Unfortunately, this investment chiefly allowed Equatorial Guinea’s president, Teodoro Obiang, to further enrich himself and his family by selling off the country’s natural resources. The president’s son — current vice president Teodoro Nguema, known universally as “Teodorin” — has carried on the family business. He has in fact been convicted in French court for embezzlement and laundering of public funds.
Teodorin was named Minister of Agriculture and Forestry in the 1990s after he had created two timber companies, Grupo Sofana and Somagui Forestal. His father, the president, gave Teodorin’s companies exclusive rights to harvest timber in Equatorial Guinea. Teodorin started to amass enormous wealth by pocketing a 10 percent cut on all timber exports.
In exchange for exclusive access to the forests, Teodorin’s logging companies were supposed to give back by building schools, hospitals, or other community property. I am not familiar with any such buildings ever being built, nor are the activist friends of mine who remain in country, in some cases operating quietly and anonymously.
More than 70 percent of Equatoguineans live in poverty. They largely lack running potable water and electricity at home. They can barely afford to pay school tuitions. Many villages do not even have health clinics.  
Many activist friends of mine who have spoken out against corruption, inequality, and human rights violations in Equatorial Guinea have been jailed, beaten, and forced to flee the country. Teodorin, meanwhile, has been pocketing an average of $24.6 million per year from 2015 to 2021 from bribes paid to him by Chinese timber exporters.
As for the wood, it is sent into a black box of shell companies and processing plants in Asia. This is where Home Depot comes back into the story. At the end of this system of environmental degradation and corruption, Equatoguinean okoume wood ends up in doors that are shipped to the U.S.A. and, according to the report mentioned above, sold by Home Depot.
This would be a direct violation of the company’s own rules, which state that Home Depot “will not purchase wood and wood products from regions around the world at greatest risk of deforestation unless responsible sourcing conditions are met.” The Congo Basin, where the okoume wood from my country is harvested, is listed by Home Depot as one of these regions.
According to its own policy, Home Depot is not supposed to buy wood from the Congo Basin unless the harvester is Forest Stewardship Council-certified. Note that there are no council-certified harvesters of okoume in Equatorial Guinea. There aren’t any in the Republic of Congo either, which is where manufacturers often claim that Equatoguinean okoume comes from in order to escape suspicion.

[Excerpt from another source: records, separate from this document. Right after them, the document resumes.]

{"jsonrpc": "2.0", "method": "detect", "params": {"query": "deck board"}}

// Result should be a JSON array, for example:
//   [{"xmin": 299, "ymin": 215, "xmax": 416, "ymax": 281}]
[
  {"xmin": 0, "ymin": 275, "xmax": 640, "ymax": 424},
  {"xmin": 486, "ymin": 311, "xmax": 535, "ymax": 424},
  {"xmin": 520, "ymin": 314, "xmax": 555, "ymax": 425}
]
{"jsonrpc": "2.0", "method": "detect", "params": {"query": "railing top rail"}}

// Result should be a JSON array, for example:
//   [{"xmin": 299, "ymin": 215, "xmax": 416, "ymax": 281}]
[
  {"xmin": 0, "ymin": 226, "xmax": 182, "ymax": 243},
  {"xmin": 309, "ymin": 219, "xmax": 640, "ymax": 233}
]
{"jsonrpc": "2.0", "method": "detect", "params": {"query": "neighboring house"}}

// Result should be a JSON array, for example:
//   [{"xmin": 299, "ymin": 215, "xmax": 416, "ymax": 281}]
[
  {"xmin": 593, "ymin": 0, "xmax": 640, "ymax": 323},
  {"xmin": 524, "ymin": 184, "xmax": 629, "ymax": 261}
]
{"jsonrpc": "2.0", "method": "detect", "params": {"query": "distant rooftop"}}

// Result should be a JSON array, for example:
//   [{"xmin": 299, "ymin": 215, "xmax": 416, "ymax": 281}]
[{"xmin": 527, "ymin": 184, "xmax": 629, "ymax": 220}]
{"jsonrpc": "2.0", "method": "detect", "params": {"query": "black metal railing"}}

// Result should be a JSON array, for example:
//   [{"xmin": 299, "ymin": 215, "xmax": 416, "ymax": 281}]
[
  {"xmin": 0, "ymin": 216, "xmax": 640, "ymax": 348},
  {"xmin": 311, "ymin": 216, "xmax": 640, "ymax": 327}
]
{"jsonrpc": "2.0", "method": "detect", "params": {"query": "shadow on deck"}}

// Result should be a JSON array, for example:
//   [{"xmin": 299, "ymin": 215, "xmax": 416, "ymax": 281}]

If there is okoume wood at Home Depot at all, then the company has ignored not only its own policy, but also a U.S. law — the Lacey Act, adopted in 1900 to combat the trafficking of illegally harvested and traded wildlife, fish, and plants.
Home Depot sounds like a wonderful place to go when something needs repaired. But its company officials need to be scrutinized over whether they are violating their own policies and conservation law, all the while benefiting from rampant corruption in my home country, thus contributing to poverty and inequality there.
Until Home Depot implements transparency and traceability measures that allow the company to know where its wood comes from, people in forest communities will suffer for it.
Tutu Alicante is an exiled human rights and anti-corruption activist from Equatorial Guinea living in the U.S.